A Moving on Music Festival screening introduces the wierd and wonderful Tom Zé
In a world over-saturated with music and sound, it is important that there are visionaries out there who understand the real magic that helps to separate the wheat from the chaff. Tom Zé is one such visionary. Ígor Iglesias González’s documentary about the Brazilian musician, Liberated Astronaut - shown at Queen's Film Theatre as part of the Moving on Music Festival - aims to show us exactly why this is the case.
Often associated with the Tropicalia movement of the late 1960s, which spawned the likes of Os Mutantes and Gilberto Gil, Zé managed to be the black sheep in a movement that preached artistic and political tolerance. He stuck with his contemporaries briefly - learned from them - before moving off into his own creative hemisphere.

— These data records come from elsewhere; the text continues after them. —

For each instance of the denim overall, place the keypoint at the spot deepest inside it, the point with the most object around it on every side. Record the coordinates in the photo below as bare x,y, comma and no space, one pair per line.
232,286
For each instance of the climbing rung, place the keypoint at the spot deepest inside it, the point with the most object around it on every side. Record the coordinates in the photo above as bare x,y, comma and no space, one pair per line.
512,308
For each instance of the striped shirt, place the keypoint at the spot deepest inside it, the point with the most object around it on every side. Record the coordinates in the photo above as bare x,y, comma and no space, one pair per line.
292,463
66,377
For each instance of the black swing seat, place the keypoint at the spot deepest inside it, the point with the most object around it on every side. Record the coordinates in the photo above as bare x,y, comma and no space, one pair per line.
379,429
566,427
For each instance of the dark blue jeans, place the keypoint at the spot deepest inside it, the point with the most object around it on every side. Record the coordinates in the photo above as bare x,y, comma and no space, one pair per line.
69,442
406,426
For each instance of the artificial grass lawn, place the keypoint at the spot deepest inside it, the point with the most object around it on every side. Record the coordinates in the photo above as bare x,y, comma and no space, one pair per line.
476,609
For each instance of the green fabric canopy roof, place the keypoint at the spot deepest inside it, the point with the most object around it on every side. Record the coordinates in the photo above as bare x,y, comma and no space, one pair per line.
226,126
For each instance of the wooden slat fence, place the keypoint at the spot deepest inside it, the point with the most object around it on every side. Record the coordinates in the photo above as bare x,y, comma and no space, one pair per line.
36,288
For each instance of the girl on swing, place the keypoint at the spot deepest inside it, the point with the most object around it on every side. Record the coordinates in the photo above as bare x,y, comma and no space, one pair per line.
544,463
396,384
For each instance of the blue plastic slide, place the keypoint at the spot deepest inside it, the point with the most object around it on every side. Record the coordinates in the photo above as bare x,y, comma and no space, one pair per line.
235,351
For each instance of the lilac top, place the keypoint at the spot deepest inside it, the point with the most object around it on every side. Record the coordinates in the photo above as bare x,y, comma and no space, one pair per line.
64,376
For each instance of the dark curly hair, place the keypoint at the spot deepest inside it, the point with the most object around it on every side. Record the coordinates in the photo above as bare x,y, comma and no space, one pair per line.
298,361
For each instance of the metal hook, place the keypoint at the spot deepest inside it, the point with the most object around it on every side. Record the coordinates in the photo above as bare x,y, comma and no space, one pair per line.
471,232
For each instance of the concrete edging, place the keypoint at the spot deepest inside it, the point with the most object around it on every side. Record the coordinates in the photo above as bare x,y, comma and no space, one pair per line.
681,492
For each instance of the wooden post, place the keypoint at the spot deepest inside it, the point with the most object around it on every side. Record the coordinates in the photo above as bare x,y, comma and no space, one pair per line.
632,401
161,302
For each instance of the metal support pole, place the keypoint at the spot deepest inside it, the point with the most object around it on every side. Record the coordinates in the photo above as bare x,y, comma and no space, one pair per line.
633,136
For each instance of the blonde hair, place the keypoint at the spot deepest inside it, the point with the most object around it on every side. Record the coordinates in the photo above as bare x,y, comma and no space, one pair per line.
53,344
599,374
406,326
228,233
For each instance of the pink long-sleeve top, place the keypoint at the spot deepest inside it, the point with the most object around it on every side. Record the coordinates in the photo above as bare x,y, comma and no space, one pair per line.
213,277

Emerging in the mid 60s as a pioneer of the ‘journalism in song’ style, he chronicled life in Sao Paulo before being seduced by a world of creative experimentation to great critical acclaim. Sadly, however, by the 70s, Zé had entered a period of commercial obscurity, shunned by the public and his contemporaries alike.
A chance discovery of one of his albums by Talking Heads’ David Byrne led to a creative and commercial re-birth in the 90s, and since then, Zé has rightly been regarded as a national treasure, an inspiration to his countrymen, and a beacon for those outside of Brazil who want to explore the music of that fascinating country.
González’s film manages to match the feverish animation of Zé the individual. He is a manic figure who, at the age of 71 during the film’s production, seems to be possessed by lightning, his slight frame struggling to contain the creative energy flowing through him.
Whether in concert, or discussing music theory with his students, the camera does its best to keep up with Zé. When his wife and manager Neusa describes him as being completely obsessed and dominated by music, it is no exaggeration: even the man's walk is rhythmic.
Through a series of animations, and a wealth of archive and concert footage, Liberated Astronaut captures Zé with an irreverence he would appreciate. This is a warm and affectionate portrait of a man finally acknowledged by his country as an important artistic figure.
Whether he is documenting the roadworks of Sao Paulo, constructing his own hand-crafted sequencer (long before such a thing seemed like a viable musicial possibility), or trying to find a new way of expressing things vocally, Zé is never without passion for his subject. Watching this insightful, affectionately made documentary film, it's hard not to be passionate about him too.